Dishonesty is the best policy?

If we all named our favorite parable, I’d bet that the parable of the Dishonest Steward is not on anyone’s list.  It’s a difficult parable.  

What is going on in this parable?  Joel B. Green in his commentary on Luke reminds us that we ought not to read this parable allegorically; that is trying to make a character in the parable stand for God or Jesus.  This parable uses common place everyday life (in the first century CE) to draw a startling conclusion.

Green also points out that at the time Jesus lived, friendship and money and social status were closely related. “Using money to make friends, then, refers simply to the social reality: The exchange of money created, maintained, or solidified various forms of friendship.” *

Summing up this parable and the rest of chapter 16, Green says, “Faithfulness to God is demonstrated in the extension of hospitality to the poor. Such hospitality occasions the redistribution of wealth to those incapable of reciprocation, underscores the importance of the creation of friendship across social boundaries, and secures an eternal home.”#

But still, the actions of the steward are hard to accept.

Luke Timothy Johnson  has this to say, “…[T]he parable turns on the steward’s shrewd response to the urgency of his situation and invites hearers to understand that they are likewise in the midst of a crisis that demands an urgent decision if disaster is to be avoided. Faced with loss of his position, the dishonest steward acted decisively to provide for his future. One who hears the gospel knows that just such a decisive act is required of those who will stake their all on the coming kingdom of God.” +

Doug Lee at the Ekklesia Project has this to say, “His [Jesus] desire in Luke 16 is for the rich/Pharisees to exhibit the same shrewdness as the manager, who finds scandalous grace by using temporal wealth to build eternal friendship.”

I found all these commentators helpful, quiet helpful in fact. I understand what they are saying, yet I remain uncomfortable with this parable.  I have trouble getting past, what I see as the dishonesty of the steward. My discomfort with this parable is in itself uncomfortable.This parable puts me where I don’t want to be -the Pharasees- more concerned with socially correct behavior and the ownership of things than I should be. And, even worse, more concerned about the rich person’s money than grace, hospitality, and friendship.   Not a view of myself I like to acknowledge.

There is one thing I appreciate about this parable.  This parable has resisted becoming a warm, fuzzy, make me feel good about myself parable – the fate of so many other parables. I suspect that my shocked hearing of  this parable is similar to the reaction of Jesus’ listeners to most of what he said. It may be one of the few instances, after 2000 years of Christianity, where we are uncomfortably confronted with the revolutionary and disturbing call of Jesus.

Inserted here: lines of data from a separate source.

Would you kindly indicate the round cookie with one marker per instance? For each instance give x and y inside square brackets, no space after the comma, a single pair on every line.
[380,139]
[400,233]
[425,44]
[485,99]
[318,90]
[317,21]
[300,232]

I’d like to know, what do you think?

 ____________________________________

*Joel B. Green  in The Gospel of Luke, The New International Commentary on the New Testament, (Grand Rapids, MI: William B. Eerdmans Publishing Company,1997) , 594

# Green, 588

+Luke Timothy Johnson in “The Gospel of Luke, Introduction, Commentary, and Reflections” in The New Interpreter’s Bible, Vol IX.Leander Keck ed. (Nashville: Abingdon Press, 1995) 310.